Compared to non-treated cells, elevated levels of glucose were detected in all cell lines studied following olaparib treatment, while downregulation of most nucleobases was observed. Finally, NAD+ downregulation was detected in all cell lines treated with olaparib.
An overview of the metabolic features altered in response to olaparib exposure is given in Figure 7, where we mapped cell line differences in metabolite levels through the Kyoto Encyclopaedia of Genes and Genomes (KEGG) database.
DISCUSSION
PARP inhibitors have shown promising results in the treatment of metastatic breast cancers harbouring germline BRCA1/2 mutations (21, 22). Recent clinical studies have shown evidence of PARP inhibitor efficacy in the management of breast cancer, irrespective of tumour BRCAness. Prior work has shown that BRCA1-mutated cells carrying a TP53 mutation are resistant to treatment with PARP inhibitors (23). Therefore, additional factors beyond BRCAness may govern sensitivity to PARP inhibition.
In this study we analyzed the sensitivity of two triple-negative (MDA-MB-231 and HCC1937) and MCF-7 (ER+, PR-, HER2-) cell lines to olaparib PARP inhibition (PARP1/2). The rationale for selecting these cell lines was to explore how their different genetic profiles define the observed differential biomolecular perturbations in response to olaparib treatment. Initially, we examined the responsiveness of MCF-7, MDA-MB-231 and HCC1937 cell lines to olaparib exposure using the MTS cell viability assay (Figure 1). Our results show differential sensitivity to olaparib exposure across the cell lines examined, with MCF-7 and MDA-MB-231 showing sensitivity to olaparib treatment at lower micromolar concentrations, and the BRCA1-mutant HCC1937 cell line showing less sensitivity (IC50- 150 µM). These findings are in agreement with previous reports of HCC1937 resistance to PARP inhibition, where the identification of predictive biomarkers of response to PARP inhibitor treatments was recommended beyond BRCA1/2 status (23).
Our analysis of γH2AX and p53BP1 DNA DSB immunolabelled foci (Figure 3) showed a higher occurrence of DNA damage foci in HCC1937 cells in comparison with MCF-7 and MDA-MB-231 cells with wild-type BRCA status. These observations suggest that BRCA status does not necessarily translate to olaparib sensitivity, and additional DDR components may define responsiveness. At present, routine clinical decision making surrounding the selection of treatment interventions are based on BRCA status, anatomical location, hormone receptor status and tumour stage, with very limited attention given to other mediators of DDR- namely homologous recombination-known to confer a BRCAness phenotype similar to BRCA 1 or 2 loss. Several recent studies have used whole-genome sequencing or the integration of homologous recombination panel scoring systems to provide an additional framework for predicting responders to PARP inhibitor treatment (24, 25).
Genetic biomarkers are routinely used in the clinical stratification of breast cancers and predicting treatment-emergent resistance (26).

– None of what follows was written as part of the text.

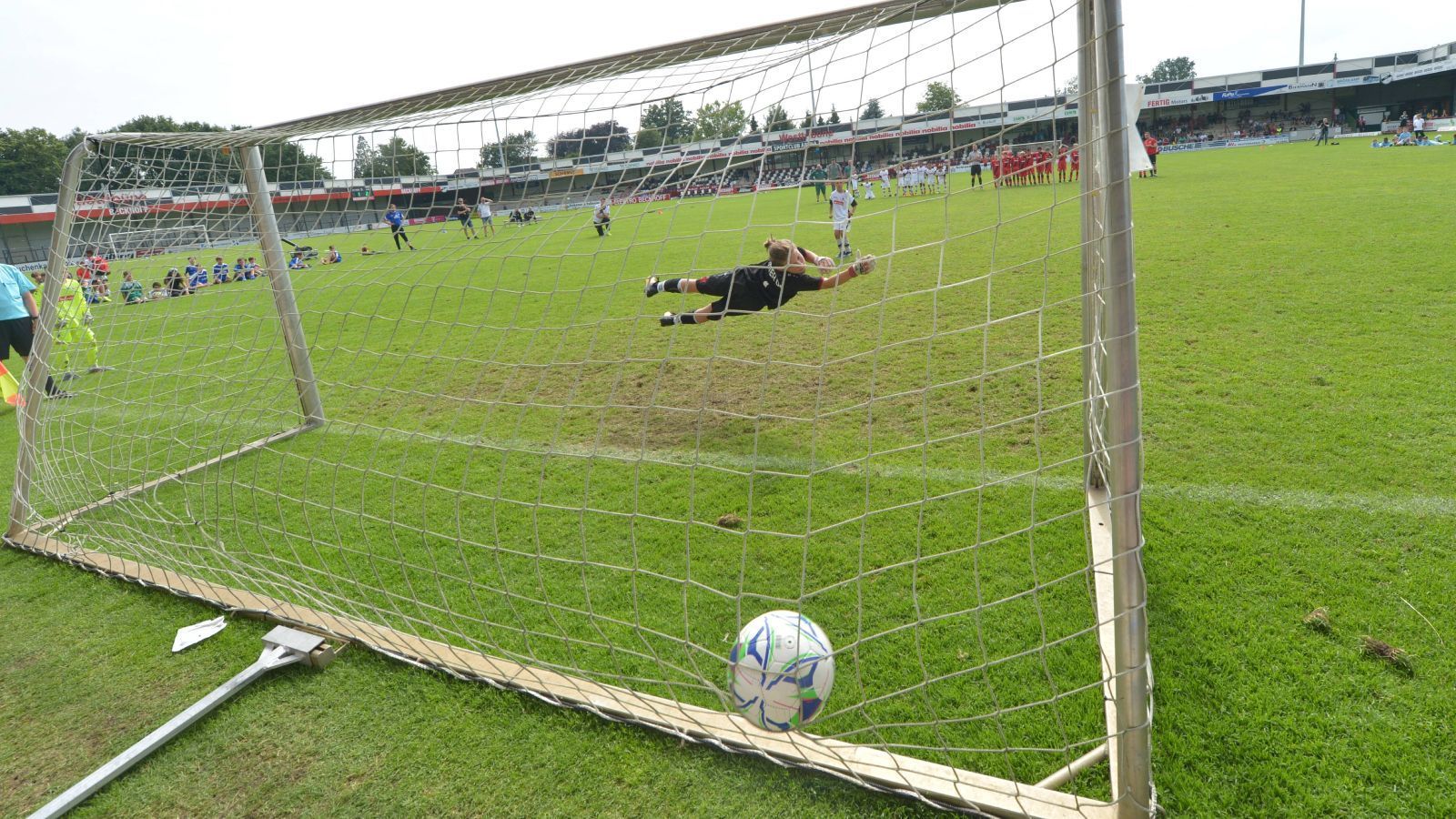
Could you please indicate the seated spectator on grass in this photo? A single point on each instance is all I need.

While genome-wide studies have improved patient stratification efforts, they lack the potential to account for functional phenotypic effects resulting from protein expression levels, or gain- or loss of function effects. Metabolomics has emerged in the past decade as an additional research toolbox for studying potential biomarkers of breast cancer with a range of applications ranging from early detection to the discovery of new metabolites and prognostic classification of patients with breast cancer (27).

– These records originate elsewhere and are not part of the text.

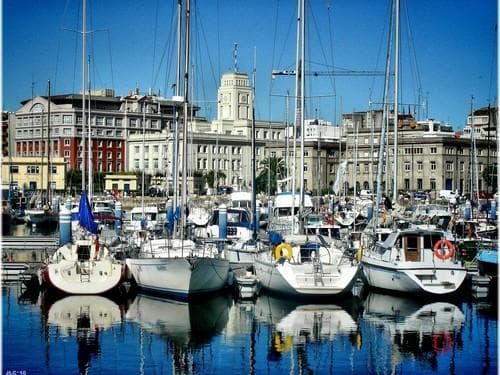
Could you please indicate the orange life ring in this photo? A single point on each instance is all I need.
(439, 249)
(441, 342)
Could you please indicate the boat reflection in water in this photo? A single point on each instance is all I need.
(417, 329)
(84, 317)
(185, 326)
(295, 325)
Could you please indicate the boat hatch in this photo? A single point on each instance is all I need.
(307, 249)
(412, 248)
(83, 252)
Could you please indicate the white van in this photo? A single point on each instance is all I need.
(365, 194)
(447, 195)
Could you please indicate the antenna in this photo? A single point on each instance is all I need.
(235, 55)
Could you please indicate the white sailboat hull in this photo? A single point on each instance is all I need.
(413, 277)
(180, 277)
(299, 279)
(99, 276)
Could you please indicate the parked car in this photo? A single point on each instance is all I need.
(447, 195)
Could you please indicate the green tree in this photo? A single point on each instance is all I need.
(210, 177)
(490, 176)
(271, 170)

Our goal in the present study was to apply combined analysis of DNA damage foci formation with global untargeted mass-spectrometry based metabolomics to map the metabolic changes occurring following exposure to olaparib. We examined the baseline differences in cellular metabolism across the cell line panel and extended this evaluation to examine cell line dependent response to olaparib treatment. Under baseline cell culture conditions, we found overlapping metabolic features (alanine, aspartate, glutamine, arginine, proline, glycine, serine, and threonine) occurring across all three breast cancer cell lines studies, and metabolic signatures that were unique to specific cell lines (MCF7: sphingolipid and glycerophospholipid metabolism; MDA-MB-231: taurine and hypotaurine metabolism; HCC1937: glyoxylate and dicarboxylate metabolism) (Figure 5-6).

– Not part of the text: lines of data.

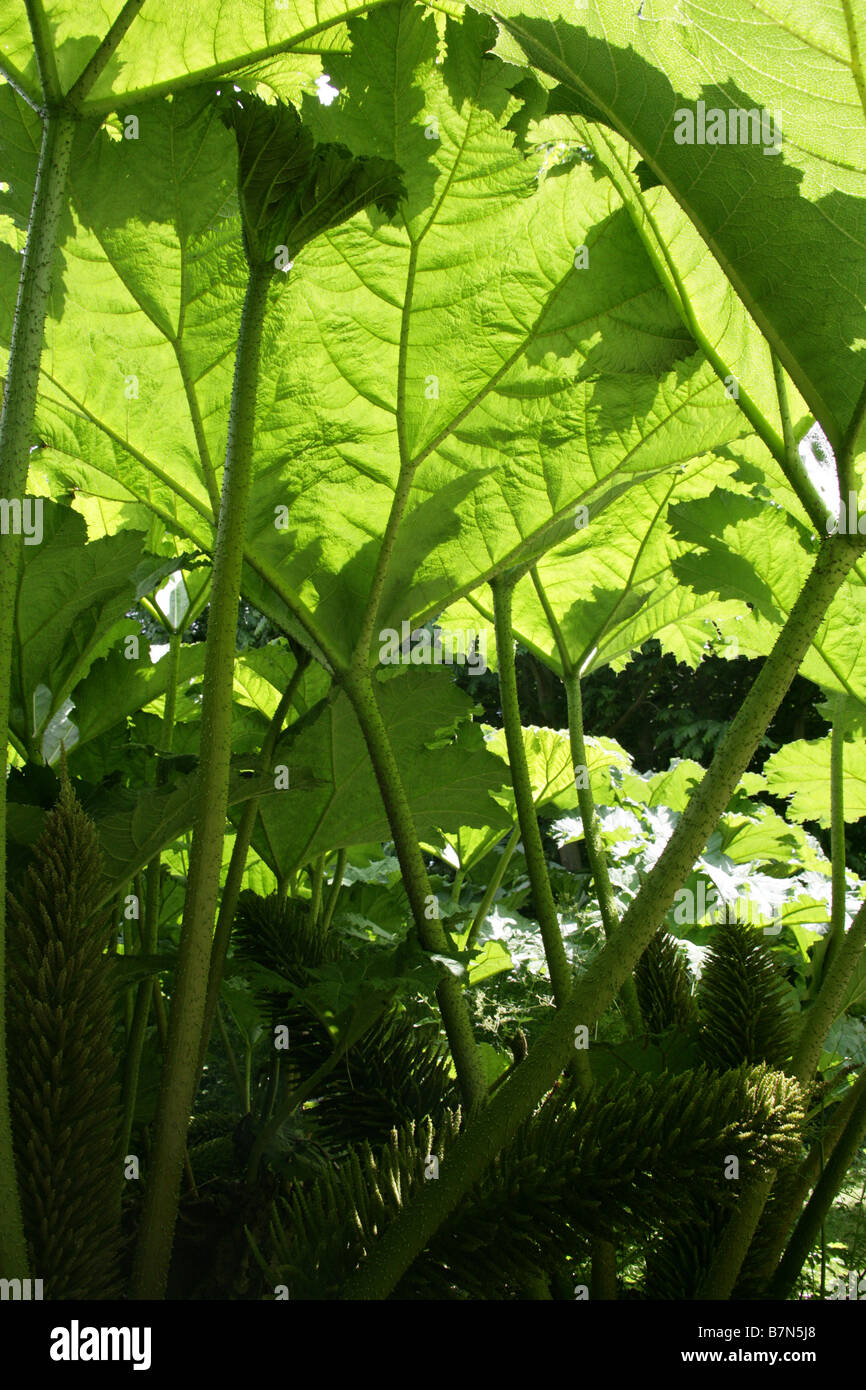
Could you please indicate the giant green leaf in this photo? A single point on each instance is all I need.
(459, 362)
(612, 585)
(786, 227)
(801, 772)
(445, 767)
(71, 605)
(752, 551)
(166, 46)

Our analysis of metabolites significantly altered in response to olaparib treatment correlate with reports from Bhute et al, where metabolic markers of PARP inhibition were reported as changes in amino acid metabolism (glutamine and alanine), downregulation of osmolyte levels (taurine, and GPC), phosphocreatine, lactate and pyruvate in MCF7 cells (28). We reported downregulation of those metabolites also in the MDA-MB-231 and HCC1937 cells, while low levels of fumarate were observed only in the HCC1937 cells (Figure 6). Bhute et al. also reported increased NAD+ levels for cells treated with veliparib. In our results NAD+ levels increased in the MCF7 cells treated with olaparib at the IC10 treatment concentration, accompanied by a decrease in NAD+ levels at ascending concentrations of olaparib. Reduced levels of NAD+ were also detected in the MDA-MB-231 and HCC1937 cells at all treatment concentrations. Recent studies have shown that in TNBC cells, olaparib enhances the signalling pathways of other NAD+-dependent deacetylase (i.e., sirtuins) (28, 29). These findings are in agreement with our observation of depleted acetyl-amino acid levels and enrichment of methyl-pyridines, -pyrrolidines, and -nucleosides. Further studies are needed to confirm the divergence of NAD+ flow towards alternative pathways and its association with specific breast cancer subphenotypes.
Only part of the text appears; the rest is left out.